According to the 2021 American Community Survey's 5-Year Estimates, 16.2% of the township's population spoke only English, while 83.8% spoke an "other [than Spanish] Indo-European language."

Historical population
| Census | Pop. | Note | %± |
| 1990 | 2,825 |  | — |
| 2000 | 3,547 |  | 25.6% |
| 2010 | 4,134 |  | 16.5% |
| 2020 | 4,564 |  | 10.4% |
| 2024 (est.) | 4,602 |  | 0.8% |
US Census:

==Geography==
Located in the northeastern corner of the county, it borders the following townships:
- Paint Township, Wayne County - north
- Sugar Creek Township, Stark County - northeast
- Wayne Township, Tuscarawas County - southeast
- Walnut Creek Township - south
- Berlin Township - southwest corner
- Salt Creek Township - west
- Salt Creek Township, Wayne County - northwest corner

It is the only township in the county to border Stark County.

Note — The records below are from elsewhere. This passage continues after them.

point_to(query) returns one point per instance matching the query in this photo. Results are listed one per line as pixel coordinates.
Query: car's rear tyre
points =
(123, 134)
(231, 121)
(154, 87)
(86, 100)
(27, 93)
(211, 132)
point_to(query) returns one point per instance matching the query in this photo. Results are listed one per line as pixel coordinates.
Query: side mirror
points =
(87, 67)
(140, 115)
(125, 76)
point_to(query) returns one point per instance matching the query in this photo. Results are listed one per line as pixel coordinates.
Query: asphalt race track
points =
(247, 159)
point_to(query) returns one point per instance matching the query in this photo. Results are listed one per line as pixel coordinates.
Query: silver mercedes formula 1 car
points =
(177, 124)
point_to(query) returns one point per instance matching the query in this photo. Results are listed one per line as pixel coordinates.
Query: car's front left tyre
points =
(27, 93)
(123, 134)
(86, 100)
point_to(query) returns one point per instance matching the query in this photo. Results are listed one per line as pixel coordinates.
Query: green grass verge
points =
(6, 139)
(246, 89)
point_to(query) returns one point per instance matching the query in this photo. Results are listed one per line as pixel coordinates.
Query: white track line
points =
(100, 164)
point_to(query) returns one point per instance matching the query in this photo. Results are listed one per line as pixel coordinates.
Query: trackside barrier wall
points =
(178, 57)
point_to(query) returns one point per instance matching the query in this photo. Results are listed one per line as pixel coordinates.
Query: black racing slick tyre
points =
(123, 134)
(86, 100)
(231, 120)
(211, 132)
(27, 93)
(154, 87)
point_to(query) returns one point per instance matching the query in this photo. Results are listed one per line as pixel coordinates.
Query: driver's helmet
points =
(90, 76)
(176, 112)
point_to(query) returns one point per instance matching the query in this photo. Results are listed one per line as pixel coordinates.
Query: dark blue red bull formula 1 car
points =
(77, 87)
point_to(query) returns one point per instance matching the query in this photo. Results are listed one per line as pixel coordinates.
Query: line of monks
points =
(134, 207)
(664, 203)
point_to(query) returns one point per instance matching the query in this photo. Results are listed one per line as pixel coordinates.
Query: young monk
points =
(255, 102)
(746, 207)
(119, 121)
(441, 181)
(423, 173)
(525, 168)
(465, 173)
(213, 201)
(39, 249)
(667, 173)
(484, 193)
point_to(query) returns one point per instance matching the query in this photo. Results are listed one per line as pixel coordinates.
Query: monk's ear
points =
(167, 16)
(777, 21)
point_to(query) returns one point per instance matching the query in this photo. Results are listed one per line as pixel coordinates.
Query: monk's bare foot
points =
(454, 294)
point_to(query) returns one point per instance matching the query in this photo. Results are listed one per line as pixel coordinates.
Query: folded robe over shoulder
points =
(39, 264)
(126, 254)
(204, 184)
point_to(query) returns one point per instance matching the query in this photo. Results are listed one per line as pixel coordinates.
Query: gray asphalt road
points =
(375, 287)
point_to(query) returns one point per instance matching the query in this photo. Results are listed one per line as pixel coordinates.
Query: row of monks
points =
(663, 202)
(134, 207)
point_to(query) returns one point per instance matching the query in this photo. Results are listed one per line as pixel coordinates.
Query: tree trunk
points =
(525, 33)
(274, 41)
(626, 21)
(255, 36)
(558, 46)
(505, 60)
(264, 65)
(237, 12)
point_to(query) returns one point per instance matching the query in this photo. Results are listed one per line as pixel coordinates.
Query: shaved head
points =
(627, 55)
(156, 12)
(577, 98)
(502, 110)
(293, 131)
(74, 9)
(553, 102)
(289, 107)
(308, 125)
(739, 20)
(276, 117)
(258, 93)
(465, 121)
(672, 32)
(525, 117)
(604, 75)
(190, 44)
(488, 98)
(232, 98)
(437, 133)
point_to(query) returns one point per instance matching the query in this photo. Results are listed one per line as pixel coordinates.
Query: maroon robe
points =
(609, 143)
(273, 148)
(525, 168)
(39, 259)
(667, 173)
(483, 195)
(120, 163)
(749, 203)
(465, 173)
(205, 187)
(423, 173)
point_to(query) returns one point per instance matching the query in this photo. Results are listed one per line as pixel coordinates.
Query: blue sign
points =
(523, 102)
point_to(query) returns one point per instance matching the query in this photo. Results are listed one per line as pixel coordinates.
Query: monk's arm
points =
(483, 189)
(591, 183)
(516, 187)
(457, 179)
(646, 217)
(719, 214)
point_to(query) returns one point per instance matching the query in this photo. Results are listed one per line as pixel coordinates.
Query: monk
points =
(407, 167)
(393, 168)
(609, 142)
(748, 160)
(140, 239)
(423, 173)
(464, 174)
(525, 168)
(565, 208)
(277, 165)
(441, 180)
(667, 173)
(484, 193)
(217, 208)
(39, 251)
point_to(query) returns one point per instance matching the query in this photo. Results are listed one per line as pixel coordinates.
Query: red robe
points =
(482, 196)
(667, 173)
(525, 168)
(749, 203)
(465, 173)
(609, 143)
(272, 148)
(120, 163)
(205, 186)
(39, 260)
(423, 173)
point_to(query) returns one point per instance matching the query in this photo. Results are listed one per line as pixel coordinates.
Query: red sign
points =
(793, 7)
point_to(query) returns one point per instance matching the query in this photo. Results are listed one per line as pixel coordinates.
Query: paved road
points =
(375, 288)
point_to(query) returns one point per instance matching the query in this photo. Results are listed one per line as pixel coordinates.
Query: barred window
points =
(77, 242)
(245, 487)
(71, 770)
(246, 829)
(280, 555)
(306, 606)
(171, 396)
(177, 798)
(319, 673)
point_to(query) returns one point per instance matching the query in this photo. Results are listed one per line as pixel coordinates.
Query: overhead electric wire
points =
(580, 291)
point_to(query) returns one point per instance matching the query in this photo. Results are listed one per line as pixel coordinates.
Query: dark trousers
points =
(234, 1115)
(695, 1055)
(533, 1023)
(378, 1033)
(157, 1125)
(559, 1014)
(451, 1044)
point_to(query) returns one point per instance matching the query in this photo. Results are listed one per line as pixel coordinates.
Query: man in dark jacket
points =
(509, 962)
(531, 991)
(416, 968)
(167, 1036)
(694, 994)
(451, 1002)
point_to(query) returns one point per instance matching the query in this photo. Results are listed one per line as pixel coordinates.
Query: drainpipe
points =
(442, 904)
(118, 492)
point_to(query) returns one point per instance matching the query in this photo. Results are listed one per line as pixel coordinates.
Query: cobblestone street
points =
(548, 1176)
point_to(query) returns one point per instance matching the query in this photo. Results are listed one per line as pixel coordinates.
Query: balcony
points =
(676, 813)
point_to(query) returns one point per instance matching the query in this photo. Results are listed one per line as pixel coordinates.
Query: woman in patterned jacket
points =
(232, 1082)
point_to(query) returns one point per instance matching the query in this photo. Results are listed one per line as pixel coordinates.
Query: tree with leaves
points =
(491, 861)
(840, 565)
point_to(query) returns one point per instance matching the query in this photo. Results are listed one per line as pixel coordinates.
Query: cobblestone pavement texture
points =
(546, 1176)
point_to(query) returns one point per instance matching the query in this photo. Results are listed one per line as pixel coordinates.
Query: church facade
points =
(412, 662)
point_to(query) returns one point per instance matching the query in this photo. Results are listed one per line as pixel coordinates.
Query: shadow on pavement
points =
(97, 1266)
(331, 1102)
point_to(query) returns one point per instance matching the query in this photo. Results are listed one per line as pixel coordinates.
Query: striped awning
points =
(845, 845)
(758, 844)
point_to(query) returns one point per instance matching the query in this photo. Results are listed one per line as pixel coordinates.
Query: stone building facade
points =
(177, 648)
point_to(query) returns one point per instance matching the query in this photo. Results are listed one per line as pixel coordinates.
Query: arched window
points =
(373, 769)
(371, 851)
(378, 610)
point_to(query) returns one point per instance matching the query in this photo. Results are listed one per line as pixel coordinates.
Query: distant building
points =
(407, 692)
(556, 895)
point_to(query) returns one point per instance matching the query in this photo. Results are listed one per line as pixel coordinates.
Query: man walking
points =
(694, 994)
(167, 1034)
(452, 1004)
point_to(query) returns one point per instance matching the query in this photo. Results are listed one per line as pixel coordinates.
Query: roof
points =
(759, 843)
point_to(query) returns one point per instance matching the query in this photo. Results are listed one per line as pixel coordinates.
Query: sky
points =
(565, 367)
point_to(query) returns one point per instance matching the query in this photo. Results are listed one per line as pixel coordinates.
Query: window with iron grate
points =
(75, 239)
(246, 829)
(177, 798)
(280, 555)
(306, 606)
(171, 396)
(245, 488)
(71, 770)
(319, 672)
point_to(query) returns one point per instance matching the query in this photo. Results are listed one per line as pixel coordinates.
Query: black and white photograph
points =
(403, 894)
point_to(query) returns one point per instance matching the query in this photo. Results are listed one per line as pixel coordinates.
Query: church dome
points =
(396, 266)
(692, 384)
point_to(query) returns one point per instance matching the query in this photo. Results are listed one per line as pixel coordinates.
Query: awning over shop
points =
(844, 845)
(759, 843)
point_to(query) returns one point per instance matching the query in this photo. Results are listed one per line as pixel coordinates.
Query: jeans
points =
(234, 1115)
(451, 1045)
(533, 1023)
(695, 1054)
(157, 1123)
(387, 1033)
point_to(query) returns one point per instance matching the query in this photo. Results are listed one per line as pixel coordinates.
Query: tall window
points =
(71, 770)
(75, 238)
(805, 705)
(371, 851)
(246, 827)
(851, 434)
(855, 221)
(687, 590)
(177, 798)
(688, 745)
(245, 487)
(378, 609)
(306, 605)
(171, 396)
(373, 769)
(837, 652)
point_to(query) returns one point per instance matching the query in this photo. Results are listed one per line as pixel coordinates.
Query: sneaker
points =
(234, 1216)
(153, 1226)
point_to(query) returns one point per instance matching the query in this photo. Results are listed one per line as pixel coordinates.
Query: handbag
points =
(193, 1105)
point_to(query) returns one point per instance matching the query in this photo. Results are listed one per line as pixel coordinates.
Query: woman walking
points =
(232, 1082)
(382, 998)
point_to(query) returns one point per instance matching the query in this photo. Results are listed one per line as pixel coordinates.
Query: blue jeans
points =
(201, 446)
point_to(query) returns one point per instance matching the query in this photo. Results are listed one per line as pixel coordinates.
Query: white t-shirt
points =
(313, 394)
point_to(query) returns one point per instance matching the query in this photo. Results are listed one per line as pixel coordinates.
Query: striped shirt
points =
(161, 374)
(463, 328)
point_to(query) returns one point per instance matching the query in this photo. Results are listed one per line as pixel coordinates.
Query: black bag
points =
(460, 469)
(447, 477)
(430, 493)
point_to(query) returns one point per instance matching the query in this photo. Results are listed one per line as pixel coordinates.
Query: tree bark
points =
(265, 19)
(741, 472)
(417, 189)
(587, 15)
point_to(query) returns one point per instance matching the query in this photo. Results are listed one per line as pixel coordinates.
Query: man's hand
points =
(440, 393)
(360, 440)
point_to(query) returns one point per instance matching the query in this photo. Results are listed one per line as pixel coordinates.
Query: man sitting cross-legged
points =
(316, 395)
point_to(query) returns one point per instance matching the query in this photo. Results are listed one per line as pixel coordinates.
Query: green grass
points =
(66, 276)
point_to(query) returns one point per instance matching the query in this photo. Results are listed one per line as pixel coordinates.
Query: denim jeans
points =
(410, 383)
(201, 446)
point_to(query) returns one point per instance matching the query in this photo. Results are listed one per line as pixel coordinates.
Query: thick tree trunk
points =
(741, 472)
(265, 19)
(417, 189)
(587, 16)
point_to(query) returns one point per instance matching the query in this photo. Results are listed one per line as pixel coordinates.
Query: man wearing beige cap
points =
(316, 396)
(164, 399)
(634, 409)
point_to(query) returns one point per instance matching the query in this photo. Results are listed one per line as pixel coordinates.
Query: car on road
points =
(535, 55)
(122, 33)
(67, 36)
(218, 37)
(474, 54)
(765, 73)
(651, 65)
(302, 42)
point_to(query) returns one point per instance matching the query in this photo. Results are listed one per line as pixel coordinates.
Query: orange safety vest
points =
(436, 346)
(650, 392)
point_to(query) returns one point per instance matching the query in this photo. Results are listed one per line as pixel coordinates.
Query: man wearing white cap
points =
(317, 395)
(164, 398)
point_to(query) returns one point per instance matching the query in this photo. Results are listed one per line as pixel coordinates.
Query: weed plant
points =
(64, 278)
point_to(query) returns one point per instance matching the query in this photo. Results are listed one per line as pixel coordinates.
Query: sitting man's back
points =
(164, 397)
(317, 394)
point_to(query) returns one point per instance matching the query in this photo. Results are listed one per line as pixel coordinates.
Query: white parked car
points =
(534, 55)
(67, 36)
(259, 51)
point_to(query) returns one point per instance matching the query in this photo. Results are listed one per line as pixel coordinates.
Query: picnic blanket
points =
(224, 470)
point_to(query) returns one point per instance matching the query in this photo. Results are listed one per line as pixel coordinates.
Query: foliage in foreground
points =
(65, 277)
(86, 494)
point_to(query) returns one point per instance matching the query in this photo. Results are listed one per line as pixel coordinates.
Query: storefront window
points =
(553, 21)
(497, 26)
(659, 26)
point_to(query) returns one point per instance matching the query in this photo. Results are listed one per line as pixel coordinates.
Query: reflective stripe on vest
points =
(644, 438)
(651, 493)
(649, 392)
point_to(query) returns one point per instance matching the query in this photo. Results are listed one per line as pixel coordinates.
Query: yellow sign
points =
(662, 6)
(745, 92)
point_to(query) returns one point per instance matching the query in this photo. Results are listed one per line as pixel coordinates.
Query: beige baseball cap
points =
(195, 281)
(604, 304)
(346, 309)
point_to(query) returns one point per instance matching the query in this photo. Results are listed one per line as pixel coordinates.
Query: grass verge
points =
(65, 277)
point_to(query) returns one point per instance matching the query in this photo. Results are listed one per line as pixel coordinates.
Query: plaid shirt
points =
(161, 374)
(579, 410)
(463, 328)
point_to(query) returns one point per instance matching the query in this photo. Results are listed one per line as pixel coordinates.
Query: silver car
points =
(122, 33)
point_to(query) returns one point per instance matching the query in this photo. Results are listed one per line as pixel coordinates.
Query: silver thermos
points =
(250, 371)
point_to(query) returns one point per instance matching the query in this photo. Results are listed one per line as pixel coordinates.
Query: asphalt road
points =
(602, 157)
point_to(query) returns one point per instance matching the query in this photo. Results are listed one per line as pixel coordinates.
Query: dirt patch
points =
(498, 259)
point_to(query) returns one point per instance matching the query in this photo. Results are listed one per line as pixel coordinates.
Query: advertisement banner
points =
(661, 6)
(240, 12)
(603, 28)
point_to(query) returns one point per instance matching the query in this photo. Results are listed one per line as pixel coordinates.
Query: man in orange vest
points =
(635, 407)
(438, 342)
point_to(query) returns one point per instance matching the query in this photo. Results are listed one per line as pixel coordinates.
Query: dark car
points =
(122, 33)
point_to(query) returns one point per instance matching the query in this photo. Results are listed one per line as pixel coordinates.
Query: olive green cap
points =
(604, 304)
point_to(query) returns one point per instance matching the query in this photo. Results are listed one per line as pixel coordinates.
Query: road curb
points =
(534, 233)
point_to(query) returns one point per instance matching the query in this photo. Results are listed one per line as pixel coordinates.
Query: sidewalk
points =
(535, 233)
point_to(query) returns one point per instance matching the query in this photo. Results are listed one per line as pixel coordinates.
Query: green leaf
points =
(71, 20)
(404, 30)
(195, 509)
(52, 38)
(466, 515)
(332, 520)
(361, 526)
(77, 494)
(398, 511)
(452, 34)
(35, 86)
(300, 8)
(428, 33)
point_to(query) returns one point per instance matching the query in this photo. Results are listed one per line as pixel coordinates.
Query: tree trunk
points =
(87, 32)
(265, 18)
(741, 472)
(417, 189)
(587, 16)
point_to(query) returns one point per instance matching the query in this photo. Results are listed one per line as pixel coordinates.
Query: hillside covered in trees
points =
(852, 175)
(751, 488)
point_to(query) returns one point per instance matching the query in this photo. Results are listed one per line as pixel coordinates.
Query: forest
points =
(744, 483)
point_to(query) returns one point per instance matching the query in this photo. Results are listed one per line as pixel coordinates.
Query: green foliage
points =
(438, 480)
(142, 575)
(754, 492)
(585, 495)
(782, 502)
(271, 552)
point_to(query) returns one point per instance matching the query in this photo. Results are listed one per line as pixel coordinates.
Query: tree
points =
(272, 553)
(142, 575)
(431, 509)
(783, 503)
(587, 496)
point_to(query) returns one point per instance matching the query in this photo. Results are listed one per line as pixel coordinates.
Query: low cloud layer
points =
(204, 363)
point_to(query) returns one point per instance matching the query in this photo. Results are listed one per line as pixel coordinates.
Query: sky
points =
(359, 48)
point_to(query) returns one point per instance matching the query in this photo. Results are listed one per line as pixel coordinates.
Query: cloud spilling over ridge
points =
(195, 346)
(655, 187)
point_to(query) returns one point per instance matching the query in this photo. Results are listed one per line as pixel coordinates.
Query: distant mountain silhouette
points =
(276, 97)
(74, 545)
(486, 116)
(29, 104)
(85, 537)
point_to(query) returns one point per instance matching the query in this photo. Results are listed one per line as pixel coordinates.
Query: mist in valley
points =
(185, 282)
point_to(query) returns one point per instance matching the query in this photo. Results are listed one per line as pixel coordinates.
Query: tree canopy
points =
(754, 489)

No municipalities are located in Paint Township, although the census-designated place of Winesburg lies in the southwestern part of the township.

==Name and history==
Paint Township most likely was named for a local spring where the water was imparted with a reddish hue. It is one of six Paint Townships statewide.

==Government==
The township is governed by a three-member board of trustees, who are elected in November of odd-numbered years to a four-year term beginning on the following January 1. Two are elected in the year after the presidential election and one is elected in the year before it. There is also an elected township fiscal officer, who serves a four-year term beginning on April 1 of the year after the election, which is held in November of the year before the presidential election. Vacancies in the fiscal officership or on the board of trustees are filled by the remaining trustees.